Realtime Dashboard Widgets In GA
More compulsively addictive data for everyone!
This week, Google has announced realtime widgets for inclusion on custom dashboards. This addresses a bit of an inconsistency in the way that realtime data is presented; we encourage everyone to use a custom dashboard, but some people find the allure of realtime too exciting to leave behind. What good is a dashbaord of yesterday’s data when so much is happening today? Widgets are easily integrated into existing dashboards.
Not strictly website analytics, but in terms of context it’s a good idea to think about how your audience homes-in on your brand and its products or services. Historically we’ve always used funnel-based models but Brian Solis suggests that this type of model is no longer relevant to today’s multi-channel consumers. Worthwhile stuff, if a little abstract.
This is the sort of thing that we cheekily refer to as a “fun weekend project” — something that will eat up a chunk of your time having an advanced tinker with Universal Analytics. It’s a structured walkthrough on using a data layer and Google Tag Manager to give you a useful insight into how readers of your blog interact with your content. Advanced level, but worth it!
You may remember a couple of posts last month on Econsultancy’s blog where they delved into custom reports. Here, they do the same with Advanced Segments and it’s a neat roundup of different types of segment. Always, make sure to experiment with these as out-of-the-box segments are never as useful as those that are tailor-made to your organisation’s purposes.

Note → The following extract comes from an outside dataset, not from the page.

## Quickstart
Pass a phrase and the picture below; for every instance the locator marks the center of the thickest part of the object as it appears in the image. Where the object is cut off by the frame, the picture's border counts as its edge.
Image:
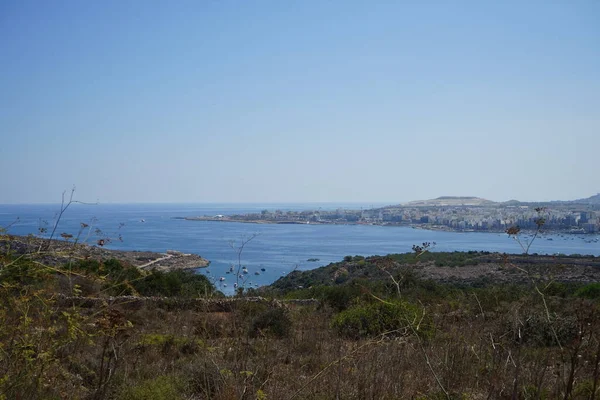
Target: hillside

Event Tracking has become such a staple in Google Analytics. As we move across to Universal Analytics and Google Tag Manager, the old way of working with Events is redundant. That’s unfortunate, and not least because Google hasn’t provided much instruction on how to implement some complex stuff. Luckily, Alessandro Martin has cracked it and this guide on SEOmoz is both a handy assistant to get the job done, and a real view on how complex things can get.